Tel était le personnage avec qui Chiquita entretenait des relations mystérieuses.

« Eh bien ! Chiquita, dit Agostin en passant avec un geste amical sa rude main sur la tête de l’enfant, qu’as-tu remarqué à l’auberge de maître Chirriguirri ?

— Il est venu, répondit la petite, un chariot plein de voyageurs ; on a porté cinq grands coffres sous le hangar, qui semblaient assez lourds, car il fallait deux hommes pour chacun.

— Hum ! fit Agostin, quelquefois les voyageurs mettent des cailloux dans leurs bagages pour se créer de la considération auprès des hôteliers ; cela s’est vu.

— Mais, répondit Chiquita, les trois jeunes dames qui sont avec eux ont des galons en passementeries d’or sur leurs habits.
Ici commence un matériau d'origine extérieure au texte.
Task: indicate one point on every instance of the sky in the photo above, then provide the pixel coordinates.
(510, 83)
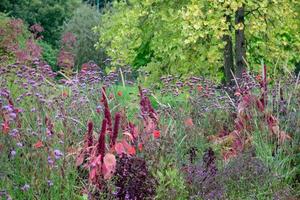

L’une d’elles, la plus jolie, a autour du cou un rang de gros grains blancs d’une couleur argentée, et qui brillent à la lumière ; oh ! c’est bien beau ! bien magnifique !

— Des perles ! bon cela, dit entre ses dents le bandit, pourvu qu’elles ne soient pas fausses ! On travaille d’un si merveilleux goût à Murano, et les galants du jour ont des morales si relâchées !

— Mon bon Agostin, poursuivit Chiquita d’un ton de voix câlin, si tu coupes le cou à la belle dame, tu me donneras le collier.

— Cela t’irait bien, en effet, et congruerait merveilleusement à ta tignasse ébouriffée, à ta chemise en toile à torchon et à ta jupe jaune-serin.